Basic Algebra/Proportions and Proportional Reasoning/Percent of Change
percent - a ratio that compares a number to 100
percent of change - the percent an amount changes from its original amount.
percent of change = (amount of change) / (original amount), where the amount of change is the new value minus the original value.
percent of increase - when a value increases from its original amount, you call the percent of change the percent of increase
percent of decrease - when a value decreases from its original amount, you call the percent of change the percent of decrease
Finding the percent of change is using the ratio of the amount of change to the original amount. If the amount increases then the percent of change is called the percent of increase and will result in a positive value. If the amount decreases then the percent of change is called the percent of decrease and will result in a negative value.
The first question to ask yourself when finding the percent of change is: Is it an increase or a decrease? Once you have determined what type of change you are dealing with then you can calculate what that percent of change is.
The percent of change is calculated by dividing the amount of change by the original amount. The amount of change is the new value minus the original value. An easy way to remember how to find percent of change is to consider the no over o method. In the no over o method, n stands for the new amount and the o stands for the original amount.
Here is how to use the no over o method.
(the new amount - the original amount) over the original amount.
A. Solve and describe the percent of change as a percent of increase or decrease. Round to the nearest percent.
1) $12 to $9
new amount = $9
original amount = $12
(9-12)/12 = -3/12 = -1/4 = -0.25
no over o is negative which means it decreased so there is a 25% decrease
2) 19 in to 25 in
new amount = 25 in
original amount = 19 in
(25-19)/19 = 6/19 = 0.3158
no over o is positive which means it increased so there is approximately a 32% increase
B. Solve the percent of change word problem
1) Anna's grade in Algebra changed from 88 to 94. What is the percent of change in her grade?
new amount = 94
original amount = 88
(94-88)/88 = 6/88 = 3/44 = .068 = 6.8%
therefore it was a 6.8% increase
2) Between 1940 and 1980 the Federal budget went from $725.3 billion to $9.5 billion. What was the percent of change?
new amount = $9.5 billion
original amount = $725.3 billion
(9.5-725.3)/725.3 = -715.8/725.3 = -0.986 = -98.6%
therefore it was a 98.6% decrease
1) If 46 is decreased by 20%, what is the result?
new amount = x
original amount = 46
(x-46)/46 = -0.20
x-46 = -9.2
x = 36.8
2) If 16 is increased by 30%, what is the result?
new amount = x
original amount = 16
(x-16)/16 = 0.30
x-16 = 4.8
x = 20.8
 (good to check your answers)
Find the percent of change. Describe the percent of change as a percent of increase or decrease. Round your answer to the nearest whole number.
1) 36 g to 27 g
2) 500 lb to 1500 lb
3) $100 to $140
4) 238 ft to 207 ft
5) 18 ft to 50 ft
6) 58 to 76
7) 100 mi to 175 mi
8) 350 to 340
9) 64 ft to 48 ft
10) 26.2 to 22.8
Find the percent of change
11) If the price of a pen increased from $100 to $101, what was the percent of increase?

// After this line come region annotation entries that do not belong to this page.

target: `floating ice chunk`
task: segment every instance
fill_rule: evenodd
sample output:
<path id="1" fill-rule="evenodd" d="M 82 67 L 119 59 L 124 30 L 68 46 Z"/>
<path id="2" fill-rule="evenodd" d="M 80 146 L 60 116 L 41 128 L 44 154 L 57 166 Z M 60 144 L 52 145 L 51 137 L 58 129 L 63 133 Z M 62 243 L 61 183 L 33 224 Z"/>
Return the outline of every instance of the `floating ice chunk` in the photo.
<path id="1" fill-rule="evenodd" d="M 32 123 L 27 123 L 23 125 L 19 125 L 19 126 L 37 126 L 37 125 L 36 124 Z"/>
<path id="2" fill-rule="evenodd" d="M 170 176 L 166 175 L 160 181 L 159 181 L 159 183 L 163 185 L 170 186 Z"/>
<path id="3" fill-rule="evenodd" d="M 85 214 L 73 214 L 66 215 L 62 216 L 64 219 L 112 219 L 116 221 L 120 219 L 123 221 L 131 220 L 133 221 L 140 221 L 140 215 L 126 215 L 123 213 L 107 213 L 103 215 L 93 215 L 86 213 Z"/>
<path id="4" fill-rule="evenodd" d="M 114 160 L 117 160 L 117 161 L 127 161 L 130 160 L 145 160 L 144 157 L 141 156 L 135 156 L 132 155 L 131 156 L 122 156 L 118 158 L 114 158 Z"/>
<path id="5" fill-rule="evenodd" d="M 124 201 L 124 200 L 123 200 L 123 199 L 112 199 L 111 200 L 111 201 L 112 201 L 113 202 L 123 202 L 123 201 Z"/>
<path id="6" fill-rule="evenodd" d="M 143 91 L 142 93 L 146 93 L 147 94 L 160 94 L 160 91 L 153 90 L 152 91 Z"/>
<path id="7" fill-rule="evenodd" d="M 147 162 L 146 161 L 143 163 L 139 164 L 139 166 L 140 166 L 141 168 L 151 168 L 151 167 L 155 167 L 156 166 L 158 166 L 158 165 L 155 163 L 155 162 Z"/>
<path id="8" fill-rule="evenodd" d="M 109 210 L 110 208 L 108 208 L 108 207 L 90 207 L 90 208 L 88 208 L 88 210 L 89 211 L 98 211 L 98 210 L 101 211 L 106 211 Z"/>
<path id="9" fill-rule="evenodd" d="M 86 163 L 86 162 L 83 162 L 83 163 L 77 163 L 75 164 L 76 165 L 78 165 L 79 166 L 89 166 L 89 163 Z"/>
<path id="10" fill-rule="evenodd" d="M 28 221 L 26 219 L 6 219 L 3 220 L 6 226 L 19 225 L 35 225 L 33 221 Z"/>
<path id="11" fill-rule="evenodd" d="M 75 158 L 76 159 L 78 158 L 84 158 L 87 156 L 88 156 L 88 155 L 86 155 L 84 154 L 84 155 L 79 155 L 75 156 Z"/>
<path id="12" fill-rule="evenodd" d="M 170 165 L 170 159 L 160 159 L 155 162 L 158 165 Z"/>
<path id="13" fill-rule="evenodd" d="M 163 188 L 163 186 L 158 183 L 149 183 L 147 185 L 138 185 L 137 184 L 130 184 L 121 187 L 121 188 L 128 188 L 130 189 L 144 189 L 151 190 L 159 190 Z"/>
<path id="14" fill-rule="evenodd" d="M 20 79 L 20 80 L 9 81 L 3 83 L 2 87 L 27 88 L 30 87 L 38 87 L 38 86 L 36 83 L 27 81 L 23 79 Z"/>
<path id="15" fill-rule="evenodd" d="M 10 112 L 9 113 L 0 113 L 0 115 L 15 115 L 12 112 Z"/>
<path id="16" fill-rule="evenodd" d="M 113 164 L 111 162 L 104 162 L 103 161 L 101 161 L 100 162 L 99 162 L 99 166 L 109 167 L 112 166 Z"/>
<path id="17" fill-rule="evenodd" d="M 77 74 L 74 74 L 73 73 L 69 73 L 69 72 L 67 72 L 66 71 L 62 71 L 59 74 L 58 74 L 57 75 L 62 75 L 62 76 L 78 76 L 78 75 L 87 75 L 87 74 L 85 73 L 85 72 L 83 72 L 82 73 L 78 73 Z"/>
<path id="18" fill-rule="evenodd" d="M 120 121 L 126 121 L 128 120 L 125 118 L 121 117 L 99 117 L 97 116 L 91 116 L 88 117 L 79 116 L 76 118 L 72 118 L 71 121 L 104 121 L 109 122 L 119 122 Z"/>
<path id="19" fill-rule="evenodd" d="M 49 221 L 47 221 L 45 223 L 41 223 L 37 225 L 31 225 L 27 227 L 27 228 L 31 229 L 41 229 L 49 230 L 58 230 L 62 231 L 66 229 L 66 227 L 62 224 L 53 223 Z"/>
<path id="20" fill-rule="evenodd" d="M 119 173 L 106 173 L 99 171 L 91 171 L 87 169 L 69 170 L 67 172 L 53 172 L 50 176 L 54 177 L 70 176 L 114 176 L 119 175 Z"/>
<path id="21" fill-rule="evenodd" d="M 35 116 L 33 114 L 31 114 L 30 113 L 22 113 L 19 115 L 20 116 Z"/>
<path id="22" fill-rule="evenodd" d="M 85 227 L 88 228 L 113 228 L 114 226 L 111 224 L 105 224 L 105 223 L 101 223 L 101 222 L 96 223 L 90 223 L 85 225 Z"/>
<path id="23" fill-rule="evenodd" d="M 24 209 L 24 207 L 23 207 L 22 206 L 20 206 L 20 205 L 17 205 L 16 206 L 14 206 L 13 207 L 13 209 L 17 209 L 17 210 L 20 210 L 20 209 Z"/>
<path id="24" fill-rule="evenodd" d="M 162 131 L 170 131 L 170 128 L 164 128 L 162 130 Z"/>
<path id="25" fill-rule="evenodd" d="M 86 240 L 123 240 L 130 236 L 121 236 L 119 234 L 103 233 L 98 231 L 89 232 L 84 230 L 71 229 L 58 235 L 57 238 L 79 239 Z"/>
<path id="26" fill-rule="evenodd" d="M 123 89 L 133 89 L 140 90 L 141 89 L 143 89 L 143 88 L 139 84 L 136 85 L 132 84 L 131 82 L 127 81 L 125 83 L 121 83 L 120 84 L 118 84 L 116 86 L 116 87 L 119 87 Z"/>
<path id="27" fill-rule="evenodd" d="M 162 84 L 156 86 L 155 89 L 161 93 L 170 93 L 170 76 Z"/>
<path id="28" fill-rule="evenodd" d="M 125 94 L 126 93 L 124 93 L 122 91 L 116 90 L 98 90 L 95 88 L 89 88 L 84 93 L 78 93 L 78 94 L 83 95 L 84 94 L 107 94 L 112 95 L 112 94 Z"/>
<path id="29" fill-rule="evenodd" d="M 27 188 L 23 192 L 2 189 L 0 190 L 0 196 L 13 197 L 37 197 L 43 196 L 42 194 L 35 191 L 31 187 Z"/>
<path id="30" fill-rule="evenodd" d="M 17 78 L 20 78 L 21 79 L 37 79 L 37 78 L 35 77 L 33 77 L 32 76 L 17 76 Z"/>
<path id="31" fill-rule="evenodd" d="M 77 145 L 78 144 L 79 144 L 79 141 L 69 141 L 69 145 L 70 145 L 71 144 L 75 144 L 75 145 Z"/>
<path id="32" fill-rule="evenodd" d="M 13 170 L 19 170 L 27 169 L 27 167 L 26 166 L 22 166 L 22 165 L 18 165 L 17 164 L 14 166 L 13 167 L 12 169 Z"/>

12) If the price of a softball glove decreased from $60 to $36, what was the percent of decrease?
13) Mary decreased her time in the mile walk from 30 minutes to 24 minutes. What was the percent of decrease?
14) A DVD movie originally cost $24.99. Its current price is $19.99. What is the percent of change rounded to the nearest percent?
15) A hat's price rose from $9.99 to $12.99. What was the percent of change rounded to the nearest percent?
16) Tom's weekly salary increased from $240 to $288. What was the percent of change?
17) Kate had $2,251.35 in her bank account. Currently, she has $1,975.86 in her account. Find the percent of change rounded to the nearest percent.
18) A car dealer raised the price of a car from $10,500 to $11,000. What was the percent of change?
19) In 1986 the average price of a gallon of gasoline was $0.93 cents. In 2007 the average price of a gallon of gasoline was $2.77. Find the percent of change.
20) If 48 was decreased by 20%, what would be the result?
21) What is the result when 50 is decreased by 40%?
22) A $25 shirt was marked down by 15%. What was the discount?
23) John would like to increase his 140 bowling average by 25%. How many additional pins must he knock down?
24) A shoe store advertises that all shoes are on sale for 30% off the regular price. Find the sale price of a pair of shoes that have an original price of $85.
25) A toy store prices items 40% over the price paid by the store. If the store purchases a toy truck for $30, find the selling price of the truck.